2011-07-06 00:00:00 | 債権法改正
第2 債務不履行による損害賠償の主観的要件について
(取引実務の状況)

・ 以下では、「なす債務」に関し、意見を記したいと思います。
・ 実務では、不完全履行の要件事実に基づき、具体的事案を処理する取扱いが定着しています。すなわち、①履行の不完全(基本的債権発生原因事実および不完全履行)、②債務者の帰責事由、③損害の発生およびその数額、④不完全履行と損害との因果関係場合、の4要件を実務的に考慮します。
・ 不完全履行の要件事実としては、①客観的要件である「履行の不完全」とは別に、②「帰責事由」を検討しなければなりません。

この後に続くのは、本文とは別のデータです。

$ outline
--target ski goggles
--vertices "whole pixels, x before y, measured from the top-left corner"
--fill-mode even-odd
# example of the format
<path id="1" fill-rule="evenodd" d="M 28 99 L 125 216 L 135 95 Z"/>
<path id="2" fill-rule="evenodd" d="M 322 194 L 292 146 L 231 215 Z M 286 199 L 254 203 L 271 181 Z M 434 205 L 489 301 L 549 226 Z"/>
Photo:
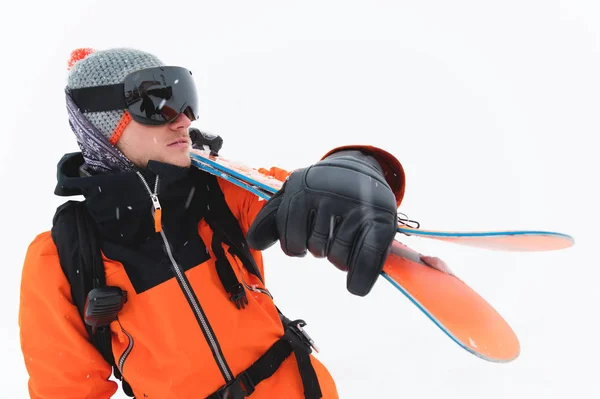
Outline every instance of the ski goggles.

・ 帰責事由の中心が債務者の「故意・過失」であると整理すれば、これを「主観的要件」と呼称しても差し支えないのでしょうが、ただし、「主観的要件」とは、履行不完全という客観的要件に対するものであって、(当然のことながら)心理状態としての「主観的過失」を意味するものではありません。
・ 実務において「帰責事由」とは、損害発生を予見・防止すべき具体的な行為義務違反という「客観的過失」のことと理解するのが一般的ではないでしょうか。


 以上は、経産省「債権法改正検討WG」委員として意見具申した概要を連載しています(6/08参照)。